Preparing for the Golden Horseshoe Test

~the 2nd in a series of articles~

Click here to read the 1st article in the series.

Learning about West Virginia in the 8th grade is both a valuable academic opportunity and essential preparation for the Golden Horseshoe exam, a prestigious statewide competition.  Even if your student does not plan to take the Golden Horseshoe test, the study is traditional for Mountaineers and a perfect complement to the middle school years.  Recommended resources are listed below:

  • West Virginia: Its Land, Its People is the textbook used in public and private schools.   Parents may be able to borrow the textbook from their local middle school or order the book through this link: CHEWV has teaching resources available to members.

State law says that county BOEs may issue a homeschool student a book if they are available, but schools are not required to loan textbooks if they do not have enough. Contact your county’s BOE or your local middle school’s WV History instructor to find out what is available.  While teacher editions and answer keys are not likely to be offered, CHEWV has resources for members to help plan and teach WV history.

Check your local library for additional resources for teaching WV History:

  • The Golden Horseshoe  by Frances B. Gunter is a fictionalized mystery that sends a group of youth on a mysterious quest. As a result, the reader learns about important historical events. Your student may not realize this is a history book as they get caught up in the story!
  • West Virginia Encyclopedia, by Ken Sullivan, is also available online. They have a great guide for teachers with a list of relevant articles.

The West Virginia Cultural Center offers online resources that would be an invaluable addition as you teach your students about West Virginia history including quizzes!

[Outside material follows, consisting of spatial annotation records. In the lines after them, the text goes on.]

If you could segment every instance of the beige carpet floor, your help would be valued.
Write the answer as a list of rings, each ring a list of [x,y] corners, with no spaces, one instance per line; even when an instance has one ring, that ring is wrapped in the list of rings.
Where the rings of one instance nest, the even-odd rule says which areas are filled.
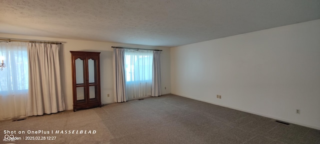
[[[320,144],[320,130],[275,121],[166,94],[0,121],[0,144]]]

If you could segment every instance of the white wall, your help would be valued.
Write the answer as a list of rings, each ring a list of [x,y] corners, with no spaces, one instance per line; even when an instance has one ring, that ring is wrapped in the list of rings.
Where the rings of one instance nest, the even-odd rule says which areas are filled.
[[[172,48],[171,78],[172,94],[320,130],[320,20]]]
[[[114,102],[114,75],[112,68],[112,49],[111,46],[162,50],[162,94],[170,93],[170,49],[168,48],[130,44],[124,44],[78,40],[27,36],[0,34],[0,38],[26,39],[62,42],[60,47],[60,66],[62,87],[67,110],[72,110],[72,92],[71,73],[71,54],[70,51],[90,51],[101,52],[100,54],[100,72],[101,99],[104,104]],[[166,89],[164,90],[164,87]],[[110,97],[107,94],[110,94]]]

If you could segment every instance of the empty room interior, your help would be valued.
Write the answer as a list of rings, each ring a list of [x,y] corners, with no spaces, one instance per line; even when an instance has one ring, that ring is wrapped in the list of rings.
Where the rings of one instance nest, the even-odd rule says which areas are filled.
[[[320,144],[319,0],[0,0],[0,144]]]

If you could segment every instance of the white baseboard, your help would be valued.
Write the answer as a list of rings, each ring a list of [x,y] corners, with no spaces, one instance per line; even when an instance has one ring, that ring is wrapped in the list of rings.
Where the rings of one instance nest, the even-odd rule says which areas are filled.
[[[189,96],[180,96],[180,95],[178,95],[178,94],[174,94],[174,93],[172,93],[172,94],[174,94],[174,95],[176,95],[176,96],[180,96],[186,98],[189,98],[194,100],[199,100],[199,101],[200,101],[200,102],[207,102],[207,103],[209,103],[209,104],[215,104],[215,105],[217,105],[217,106],[221,106],[228,108],[232,108],[232,109],[234,109],[234,110],[240,110],[240,111],[242,111],[242,112],[248,112],[248,113],[250,113],[250,114],[256,114],[256,115],[258,115],[258,116],[264,116],[264,117],[270,118],[272,118],[272,119],[274,119],[274,120],[281,120],[281,121],[284,121],[284,122],[286,122],[291,123],[291,124],[296,124],[300,125],[300,126],[306,126],[306,127],[308,127],[308,128],[314,128],[314,129],[316,129],[316,130],[320,130],[320,128],[318,127],[318,126],[310,126],[310,125],[308,125],[308,124],[300,124],[300,123],[299,123],[299,122],[292,122],[292,121],[291,121],[290,120],[282,119],[282,118],[278,118],[278,117],[276,117],[276,116],[269,116],[269,115],[267,115],[267,114],[262,114],[257,113],[257,112],[251,112],[251,111],[250,111],[250,110],[242,110],[242,109],[239,109],[239,108],[234,108],[234,107],[232,107],[232,106],[224,106],[224,105],[223,105],[223,104],[216,104],[216,103],[212,102],[211,102],[203,100],[200,100],[200,99],[198,99],[198,98],[190,98],[190,97],[189,97]]]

West Virginia History Tip #2: Not only does the Golden Horseshoe test cover state history, it includes questions about economics, cultural studies, civics, geography, and popular culture. Students should strive for mastery of these areas to provide a comprehensive picture of the great state of West Virginia.

West Virginia History Tip #3: Educational field trips include Blennerhassett Island and Prickett’s Fort, both of which close for the winter season in October or November. These state parks are wonderful living history opportunities for your students to experience history outside of the world of a textbook. Plan your trip today!